Когда люди в отчаянии, поступки их тоже отчаянные, и священнику о том, что они натворили, лучше не знать, ведь он их сосед. Может, они украли хлеб у священника. Или легли в постель с женой близкого друга священника. Либо даже с сестрой священника. В тот пост — предшествовавший нынешнему — только половина деревни явилась на исповедь. Каждый день я внушал им на мессах: вы должны исповедаться, нельзя причащаться, не исповедавшись. Но они все равно увиливали. А потом я начал замечать, что люди повадились ходить к Четырем Путям, где пересекались дороги на Дубовую гору, Борн[15], Брутон и Лисью Нору, и когда я проследил за одним таким ходоком (прикинувшись, будто просто гуляю), я обнаружил то, что и предполагал обнаружить, — примерно в миле от деревни они поджидали бродячего монаха, и он исповедовал их на обочине, надвинув капюшон на лоб. Он мог их видеть, но кто они такие, не знал, и они ни разу не встретились с ним взглядом, даже когда опускали монеты в его кошель.
Я доложил об этом благочинному: деньги, которые должны оставаться в деревне, складываясь в церковную десятину и пожертвования, оседали в кармане бродячего монаха — и чего ради? Лишь исповеди инкогнито ради. Деревня у нас небольшая, а река отгораживает нас от остального мира не хуже крепостной стены. Приход разорится, если оплата услуг бродяги-клирика станет обычным делом, сказал я благочинному, насущную правду сказал. Деньги — в этом благочинный разбирается, и не потому что он такой уж смекалистый либо чрезмерно корыстолюбивый, но потому что скудость наших доходов пугает его, и чем дальше, тем больше. Приходы, за которыми ему поручено присматривать, с трудом пережили зиму, и теперь эти трудности ему откликнулись, а как же иначе? Когда не хватает людей работать на земле и растить скот и когда животина гибнет, деревня голодает, а когда деревня голодает, она взывает ко мне, я — к благочинному, он — к архидиакону, а тот бы и рад воззвать к епископу, да такого у нас сейчас нет. И люди теряют веру в своих радетелей, потому что о них никто не радеет, и Господь теряет веру в таких радетелей, назначенных хранить Его в человеческих душах. А стоит Господу утратить веру в тебя, как ты уже за бортом — без плота и одной ноги.

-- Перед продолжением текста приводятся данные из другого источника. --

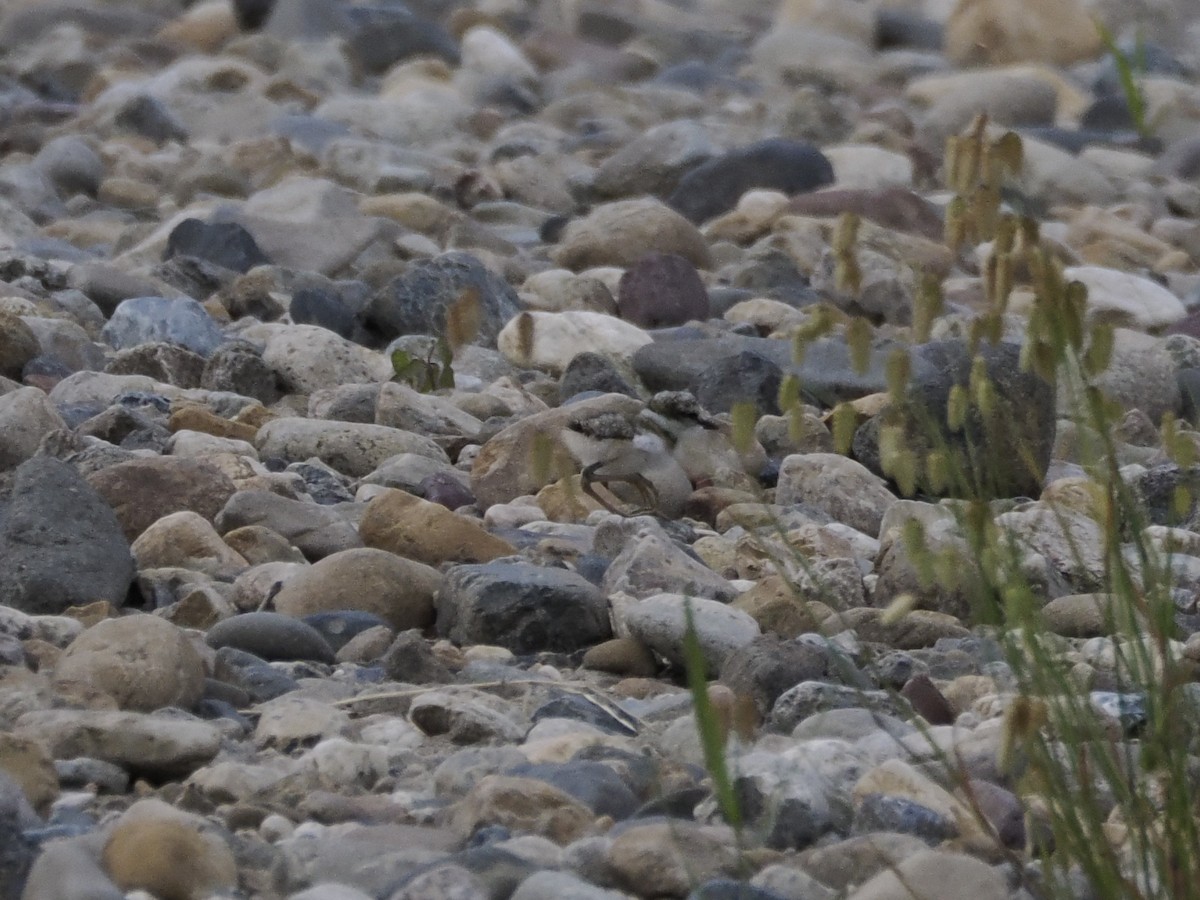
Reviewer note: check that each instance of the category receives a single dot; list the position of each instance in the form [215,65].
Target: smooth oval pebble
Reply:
[271,636]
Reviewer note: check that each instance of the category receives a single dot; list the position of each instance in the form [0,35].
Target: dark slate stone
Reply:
[886,813]
[417,301]
[772,273]
[909,30]
[928,700]
[197,277]
[747,377]
[409,659]
[1189,390]
[178,321]
[310,132]
[731,889]
[238,366]
[43,366]
[660,291]
[312,306]
[895,208]
[592,784]
[323,484]
[1002,809]
[17,851]
[499,870]
[575,706]
[252,675]
[700,76]
[271,636]
[251,15]
[339,628]
[592,372]
[444,489]
[679,803]
[790,822]
[768,666]
[1147,58]
[522,607]
[149,118]
[826,371]
[1108,113]
[592,567]
[227,244]
[12,652]
[60,543]
[1002,454]
[715,186]
[166,363]
[121,426]
[384,37]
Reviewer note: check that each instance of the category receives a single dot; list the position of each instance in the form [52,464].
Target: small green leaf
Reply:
[401,363]
[789,393]
[745,415]
[845,424]
[858,340]
[711,738]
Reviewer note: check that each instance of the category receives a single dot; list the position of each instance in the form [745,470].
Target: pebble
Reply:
[319,631]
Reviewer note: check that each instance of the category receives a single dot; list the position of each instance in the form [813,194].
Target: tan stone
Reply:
[622,233]
[195,418]
[127,193]
[511,463]
[139,660]
[405,525]
[777,607]
[18,345]
[897,778]
[399,591]
[997,31]
[28,762]
[259,544]
[186,540]
[622,657]
[205,27]
[565,502]
[935,875]
[670,858]
[522,804]
[143,491]
[166,852]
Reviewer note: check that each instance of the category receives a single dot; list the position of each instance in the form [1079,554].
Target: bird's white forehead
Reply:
[649,443]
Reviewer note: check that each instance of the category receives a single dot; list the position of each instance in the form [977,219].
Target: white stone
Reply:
[864,166]
[1139,301]
[309,358]
[557,337]
[660,623]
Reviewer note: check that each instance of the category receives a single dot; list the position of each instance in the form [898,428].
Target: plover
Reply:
[653,457]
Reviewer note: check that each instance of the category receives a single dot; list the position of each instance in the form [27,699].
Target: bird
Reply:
[658,454]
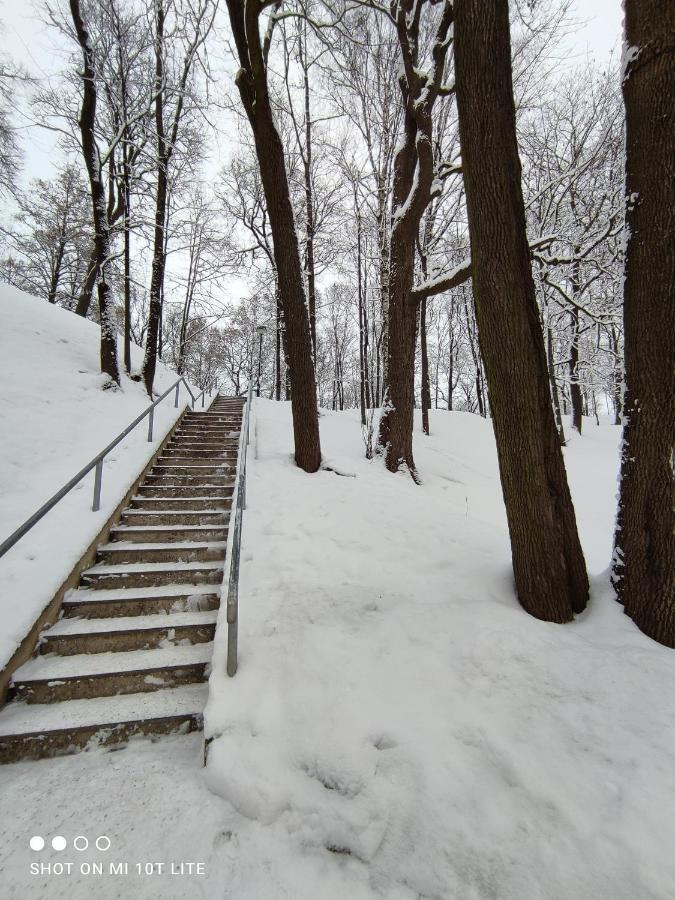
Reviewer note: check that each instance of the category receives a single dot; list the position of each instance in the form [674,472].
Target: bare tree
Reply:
[548,563]
[95,163]
[172,100]
[644,564]
[251,80]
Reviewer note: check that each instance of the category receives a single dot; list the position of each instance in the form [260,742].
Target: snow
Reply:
[399,727]
[45,668]
[55,418]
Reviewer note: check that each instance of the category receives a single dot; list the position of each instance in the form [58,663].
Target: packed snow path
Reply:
[132,652]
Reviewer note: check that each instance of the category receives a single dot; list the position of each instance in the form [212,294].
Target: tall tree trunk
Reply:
[158,258]
[277,349]
[576,395]
[617,380]
[56,272]
[362,330]
[554,387]
[309,198]
[101,249]
[644,560]
[251,81]
[87,288]
[126,174]
[548,563]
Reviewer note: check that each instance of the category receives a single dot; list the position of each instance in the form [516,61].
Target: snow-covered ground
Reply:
[54,418]
[399,727]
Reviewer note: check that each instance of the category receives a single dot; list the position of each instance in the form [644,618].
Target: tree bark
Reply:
[158,257]
[548,563]
[426,389]
[101,250]
[576,396]
[412,192]
[644,559]
[251,80]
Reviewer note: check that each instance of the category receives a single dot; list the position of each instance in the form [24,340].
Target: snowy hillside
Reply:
[55,418]
[399,727]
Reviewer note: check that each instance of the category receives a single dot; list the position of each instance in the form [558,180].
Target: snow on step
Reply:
[132,529]
[54,668]
[28,718]
[175,545]
[80,626]
[110,595]
[133,568]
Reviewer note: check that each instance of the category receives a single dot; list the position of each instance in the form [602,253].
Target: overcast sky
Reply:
[30,42]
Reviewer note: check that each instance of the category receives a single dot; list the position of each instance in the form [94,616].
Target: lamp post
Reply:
[260,331]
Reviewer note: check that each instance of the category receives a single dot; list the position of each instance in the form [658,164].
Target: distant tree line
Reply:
[428,210]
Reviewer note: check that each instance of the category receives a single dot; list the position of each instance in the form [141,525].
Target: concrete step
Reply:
[174,518]
[169,599]
[162,502]
[196,453]
[192,440]
[36,731]
[73,636]
[209,468]
[156,531]
[50,679]
[190,480]
[224,421]
[135,552]
[169,490]
[133,575]
[225,465]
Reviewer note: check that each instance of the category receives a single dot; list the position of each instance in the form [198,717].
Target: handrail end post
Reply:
[232,649]
[98,477]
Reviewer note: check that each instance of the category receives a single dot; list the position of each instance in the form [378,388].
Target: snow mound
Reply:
[399,727]
[55,418]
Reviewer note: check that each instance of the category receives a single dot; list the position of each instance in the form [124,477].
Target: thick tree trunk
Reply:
[548,563]
[251,81]
[644,566]
[101,250]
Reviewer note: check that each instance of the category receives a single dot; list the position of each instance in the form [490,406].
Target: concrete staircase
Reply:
[132,651]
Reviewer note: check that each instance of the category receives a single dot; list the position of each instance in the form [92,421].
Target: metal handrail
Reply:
[239,500]
[97,463]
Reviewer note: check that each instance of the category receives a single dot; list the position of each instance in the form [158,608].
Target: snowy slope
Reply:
[399,727]
[54,417]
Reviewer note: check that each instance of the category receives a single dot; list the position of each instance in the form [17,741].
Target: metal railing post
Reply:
[98,477]
[97,464]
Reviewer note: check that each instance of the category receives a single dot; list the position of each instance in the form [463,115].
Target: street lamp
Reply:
[260,331]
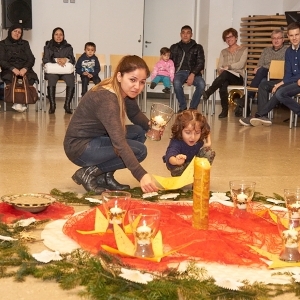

И вот мы, двое мужчин, обычно избегавших друг друга, встретились наедине, причем один из нас умудрился наступить на больную мозоль другого: благочинный на дух не переносит бродячих монахов, утверждая, что они сродни коробейникам и старьевщикам и духовной власти у них столько же, сколько у тех торгашей; они — воры и разбойники, а один и вовсе оказался полузверем с головой человека и телом медведя. Я угощал благочинного элем и бараниной, мы сидели у очага, сразу после Пасхи, он вещал, а я слушал. Ноги мои словно утопали в промозглой сырости, до того бесстрастной была его ненависть. Свидание, однако, завершилось вялым рукопожатием, оба пошли на уступки: он согласился опробовать исповедальную будку, я пообещал соорудить ее без особых затрат.